Source: Social Security Administration.

Social Security helps tens of millions of American retirees make ends meet after the end of their careers. On its face, the program appears to be gender-neutral, with benefits determined solely by the amount of wages earned, making no provision for the differing life expectancies of men and women. Yet some Social Security advocates believe that some of the program's provisions fail to address other financial differences between women and men, arguing that lawmakers should make further changes to Social Security to remedy unfairness in the system.

Last week, Janet Barr, former chair of the Social Security Committee at the American Academy of Actuaries, testified before the Senate Finance Committee at its hearing on whether Social Security is working properly for women. Barr's testimony identified several ways in which women get the short end of the Social Security stick, along with some possible changes that could make the system more fair.

3 reasons why Social Security isn't always fair to women
Many analysts look at the gender-neutral provisions of Social Security as evidence that the program is fair to women. But Barr notes that unfair aspects of broader U.S. society work their way into Social Security through those provisions.

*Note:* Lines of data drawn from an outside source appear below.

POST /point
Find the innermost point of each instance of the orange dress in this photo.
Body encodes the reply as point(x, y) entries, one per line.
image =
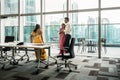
point(38, 39)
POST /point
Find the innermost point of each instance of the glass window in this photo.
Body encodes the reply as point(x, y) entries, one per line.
point(9, 6)
point(29, 6)
point(110, 3)
point(83, 4)
point(110, 16)
point(54, 5)
point(27, 26)
point(52, 25)
point(84, 24)
point(111, 26)
point(9, 27)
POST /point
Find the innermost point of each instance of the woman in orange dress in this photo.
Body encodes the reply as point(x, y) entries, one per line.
point(36, 37)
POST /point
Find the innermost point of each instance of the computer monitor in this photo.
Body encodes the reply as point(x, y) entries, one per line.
point(9, 38)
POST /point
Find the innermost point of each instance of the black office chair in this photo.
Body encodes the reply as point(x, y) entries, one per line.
point(5, 49)
point(69, 55)
point(67, 40)
point(103, 41)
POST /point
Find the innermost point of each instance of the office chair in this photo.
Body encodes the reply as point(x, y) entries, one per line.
point(5, 49)
point(67, 40)
point(69, 55)
point(103, 40)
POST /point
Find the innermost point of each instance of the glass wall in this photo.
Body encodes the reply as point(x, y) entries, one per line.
point(111, 26)
point(9, 6)
point(84, 24)
point(110, 3)
point(52, 24)
point(27, 26)
point(9, 27)
point(83, 16)
point(54, 5)
point(83, 4)
point(29, 6)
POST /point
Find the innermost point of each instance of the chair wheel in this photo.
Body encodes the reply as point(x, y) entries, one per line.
point(75, 67)
point(57, 70)
point(46, 66)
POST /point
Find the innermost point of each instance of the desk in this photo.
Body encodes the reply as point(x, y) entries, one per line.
point(91, 43)
point(27, 45)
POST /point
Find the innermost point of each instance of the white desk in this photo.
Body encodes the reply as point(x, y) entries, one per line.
point(28, 45)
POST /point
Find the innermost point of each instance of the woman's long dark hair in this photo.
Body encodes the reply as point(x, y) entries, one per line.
point(36, 27)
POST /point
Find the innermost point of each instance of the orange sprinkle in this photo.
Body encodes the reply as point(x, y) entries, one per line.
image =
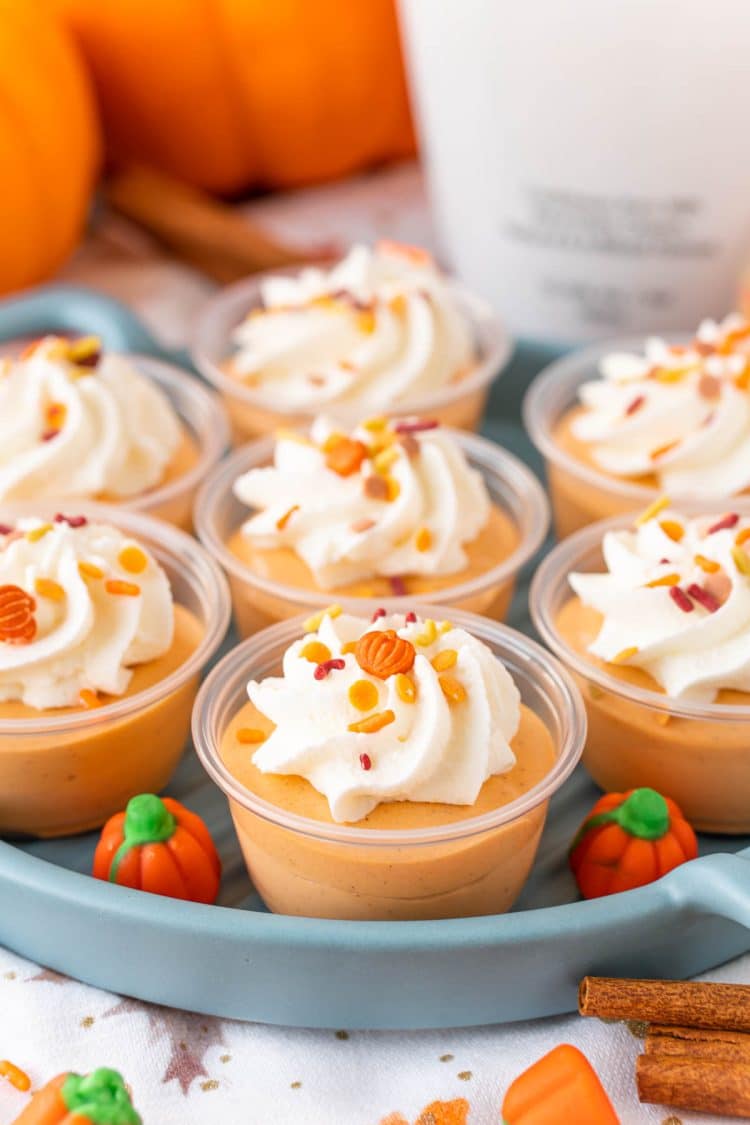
point(283, 520)
point(133, 559)
point(671, 528)
point(363, 695)
point(124, 588)
point(15, 1076)
point(315, 651)
point(452, 690)
point(372, 723)
point(247, 735)
point(47, 587)
point(90, 570)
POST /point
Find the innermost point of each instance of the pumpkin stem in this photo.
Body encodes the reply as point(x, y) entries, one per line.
point(100, 1097)
point(643, 813)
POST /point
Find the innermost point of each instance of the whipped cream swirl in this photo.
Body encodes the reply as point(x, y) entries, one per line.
point(388, 501)
point(90, 428)
point(678, 413)
point(96, 604)
point(676, 602)
point(442, 738)
point(380, 327)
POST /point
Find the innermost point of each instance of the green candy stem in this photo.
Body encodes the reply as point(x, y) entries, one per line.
point(643, 813)
point(147, 820)
point(101, 1097)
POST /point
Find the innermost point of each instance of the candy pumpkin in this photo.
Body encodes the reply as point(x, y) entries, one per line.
point(48, 144)
point(160, 846)
point(560, 1087)
point(240, 92)
point(630, 839)
point(99, 1098)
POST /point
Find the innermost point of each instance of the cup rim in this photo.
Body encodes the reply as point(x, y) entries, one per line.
point(213, 434)
point(480, 452)
point(553, 574)
point(245, 294)
point(567, 374)
point(233, 671)
point(197, 568)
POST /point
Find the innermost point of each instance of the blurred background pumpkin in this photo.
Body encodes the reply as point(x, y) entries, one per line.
point(48, 144)
point(229, 95)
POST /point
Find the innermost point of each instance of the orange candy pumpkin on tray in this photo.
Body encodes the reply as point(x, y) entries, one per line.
point(160, 846)
point(627, 840)
point(99, 1098)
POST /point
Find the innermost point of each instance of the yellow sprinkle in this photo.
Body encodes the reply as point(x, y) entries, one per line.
point(47, 587)
point(428, 635)
point(37, 533)
point(133, 559)
point(652, 510)
point(423, 541)
point(445, 659)
point(372, 723)
point(314, 623)
point(363, 695)
point(452, 690)
point(315, 651)
point(246, 735)
point(405, 687)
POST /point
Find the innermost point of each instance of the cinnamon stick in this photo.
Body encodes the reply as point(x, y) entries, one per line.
point(683, 1004)
point(703, 1085)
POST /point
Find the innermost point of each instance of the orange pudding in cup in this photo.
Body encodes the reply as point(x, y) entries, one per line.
point(623, 422)
point(653, 619)
point(380, 331)
point(406, 774)
point(106, 622)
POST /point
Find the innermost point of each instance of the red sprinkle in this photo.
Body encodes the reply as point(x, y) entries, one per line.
point(680, 599)
point(729, 521)
point(417, 426)
point(704, 597)
point(327, 666)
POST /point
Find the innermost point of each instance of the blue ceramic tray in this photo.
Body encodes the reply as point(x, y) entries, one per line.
point(237, 960)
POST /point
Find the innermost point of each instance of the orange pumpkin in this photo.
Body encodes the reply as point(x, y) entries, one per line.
point(630, 839)
point(99, 1098)
point(240, 92)
point(160, 846)
point(48, 144)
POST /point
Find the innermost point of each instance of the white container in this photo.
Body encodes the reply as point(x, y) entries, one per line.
point(586, 160)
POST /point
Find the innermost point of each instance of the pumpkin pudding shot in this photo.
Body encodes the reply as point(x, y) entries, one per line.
point(389, 767)
point(381, 330)
point(106, 621)
point(621, 423)
point(401, 510)
point(79, 422)
point(653, 619)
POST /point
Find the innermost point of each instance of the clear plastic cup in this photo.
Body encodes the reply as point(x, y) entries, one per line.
point(476, 866)
point(259, 601)
point(579, 493)
point(696, 754)
point(66, 772)
point(254, 414)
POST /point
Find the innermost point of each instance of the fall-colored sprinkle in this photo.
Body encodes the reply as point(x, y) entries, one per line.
point(363, 695)
point(251, 735)
point(133, 559)
point(372, 723)
point(50, 588)
point(453, 691)
point(652, 511)
point(122, 588)
point(283, 520)
point(15, 1076)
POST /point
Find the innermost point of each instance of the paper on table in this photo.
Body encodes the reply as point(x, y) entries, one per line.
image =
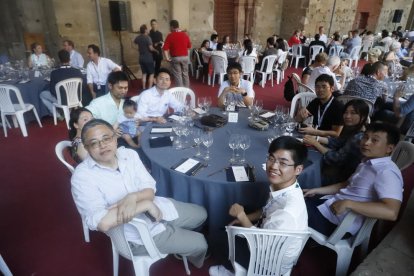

First, women are more likely than men to have gaps in employment or never to enter the workforce at all. Spousal and survivors provisions offer benefits to married women whose spouses work more than they do, but spousal benefits are typically just half what the working spouse receives. Because Social Security considers 35 full years of earnings when calculating benefits, even short breaks can be enough to reduce benefits.


Source: SSA.

Second, women's average earnings are lower than men's. Barr reports that in 2011, the average Social Security wage for women was just 74% of the average wage for men -- that's a difference of more than $10,000.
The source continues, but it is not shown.